Rakor ini juga dihadiri oleh Menteri ATR/BPN Nusron Wahid, yang memberikan pemahaman lebih lanjut terkait pentingnya RDTR dalam mendukung investasi.

Ucapan KPU-HPN 2025

Gubernur Khofifah menegaskan bahwa penyelesaian RDTR sangat penting untuk memberikan kepastian hukum bagi para investor. Dengan RDTR yang jelas, diharapkan investor dapat merasa lebih aman dalam melakukan investasi.
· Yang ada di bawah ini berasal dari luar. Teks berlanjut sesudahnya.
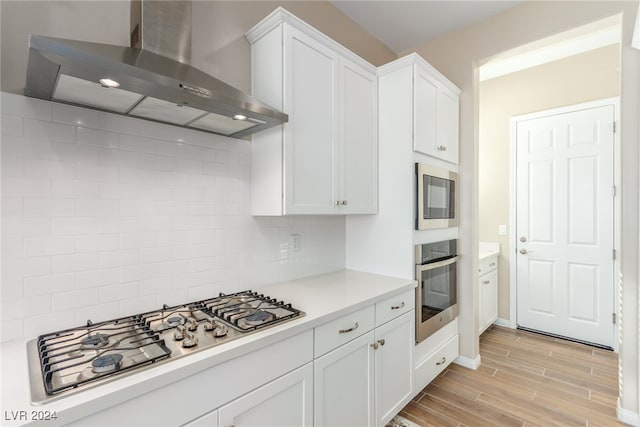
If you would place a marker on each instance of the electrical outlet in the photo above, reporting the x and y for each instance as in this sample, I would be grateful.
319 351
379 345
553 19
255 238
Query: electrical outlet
294 242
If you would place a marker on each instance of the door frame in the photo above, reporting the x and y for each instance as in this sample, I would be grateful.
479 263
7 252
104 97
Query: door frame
617 204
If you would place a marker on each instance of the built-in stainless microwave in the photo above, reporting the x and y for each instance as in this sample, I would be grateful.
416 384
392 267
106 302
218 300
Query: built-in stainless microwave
437 197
Saat ini, Jawa Timur baru memiliki 86 RDTR dari target 463 yang harus diselesaikan. Jika RDTR tidak segera dituntaskan, potensi investasi bisa terganggu karena investor akan merasa ragu-ragu dalam menentukan lokasi investasi mereka.

Selain itu, Khofifah juga menyampaikan bahwa Jawa Timur kini menjadi tujuan utama bagi sejumlah investor dari luar negeri, termasuk dari Amerika Serikat, Singapura, dan Tiongkok.
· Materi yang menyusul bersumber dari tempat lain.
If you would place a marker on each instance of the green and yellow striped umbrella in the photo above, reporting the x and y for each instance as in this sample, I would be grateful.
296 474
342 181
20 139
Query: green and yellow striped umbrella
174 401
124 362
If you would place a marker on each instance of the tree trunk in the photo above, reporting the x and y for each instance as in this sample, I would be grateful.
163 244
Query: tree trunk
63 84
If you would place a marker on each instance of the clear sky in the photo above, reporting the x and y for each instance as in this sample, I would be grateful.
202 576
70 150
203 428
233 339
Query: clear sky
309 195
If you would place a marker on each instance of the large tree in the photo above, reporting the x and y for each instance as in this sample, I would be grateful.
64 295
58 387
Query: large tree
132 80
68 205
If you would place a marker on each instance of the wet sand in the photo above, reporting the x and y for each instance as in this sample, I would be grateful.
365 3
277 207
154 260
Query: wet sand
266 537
Data BPS Jatim tahun 2024 menunjukkan realisasi investasi PMA yang sangat signifikan. Investasi terbesar datang dari Amerika Serikat dengan nilai Rp 21,32 triliun, diikuti Singapura sebesar Rp 9,12 triliun, dan Tiongkok dengan Rp 3,97 triliun. Hal ini menunjukkan bahwa potensi investasi di Jawa Timur semakin menarik bagi pasar internasional.
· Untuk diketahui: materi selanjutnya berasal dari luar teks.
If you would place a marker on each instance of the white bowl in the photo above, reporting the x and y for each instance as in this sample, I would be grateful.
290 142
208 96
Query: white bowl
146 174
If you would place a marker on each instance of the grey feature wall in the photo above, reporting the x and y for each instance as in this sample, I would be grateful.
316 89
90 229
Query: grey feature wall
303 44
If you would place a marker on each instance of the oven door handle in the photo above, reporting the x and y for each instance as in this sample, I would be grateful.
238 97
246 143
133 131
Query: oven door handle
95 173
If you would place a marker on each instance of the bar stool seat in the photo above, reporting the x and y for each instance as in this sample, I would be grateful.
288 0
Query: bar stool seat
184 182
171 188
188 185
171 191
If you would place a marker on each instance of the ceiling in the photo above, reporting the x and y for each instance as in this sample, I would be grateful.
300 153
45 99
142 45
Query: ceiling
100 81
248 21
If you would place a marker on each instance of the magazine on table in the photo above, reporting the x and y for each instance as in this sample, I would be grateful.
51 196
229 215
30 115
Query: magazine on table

Baca Juga :  Gerhana Bulan Total 2025: Fenomena Langka Terlihat Jelas dari Seluruh Indonesia

Investor dari Tiongkok, menurut Khofifah, telah menjajaki kemungkinan investasi di Indonesia, dengan sebagian besar berencana menanamkan modal mereka di Jawa Timur.

Mereka tertarik dengan sektor industri dan infrastruktur yang berkembang pesat di provinsi ini. Hal ini menjadi peluang besar bagi Jawa Timur untuk memperkuat posisinya sebagai salah satu pusat investasi utama di Indonesia.

Sementara itu, Menteri ATR/BPN Nusron Wahid menjelaskan empat isu utama yang berhubungan dengan lahan, yang perlu diselesaikan untuk menarik lebih banyak investor. Pertama, isu mengenai kepastian kepemilikan tanah atau land tenure.

Tanpa kepastian hukum terkait kepemilikan tanah, investor tidak akan berani melakukan investasi. Kedua, masalah terkait penetapan nilai tanah atau land value, yang mencakup Pajak Bumi dan Bangunan (PBB) serta Nilai Jual Objek Pajak (NJOP).

Isu ketiga adalah land use, yang berkaitan dengan penggunaan tanah. Sebelum melakukan investasi, investor perlu mengetahui dengan jelas bagaimana tanah tersebut akan digunakan.

Terakhir, land development atau pengembangan tanah, yang mencakup sektor apa yang akan dikembangkan, apakah pertanian, pariwisata, atau industri. Semua isu ini harus jelas dan diselesaikan untuk meningkatkan daya tarik investasi di Jatim.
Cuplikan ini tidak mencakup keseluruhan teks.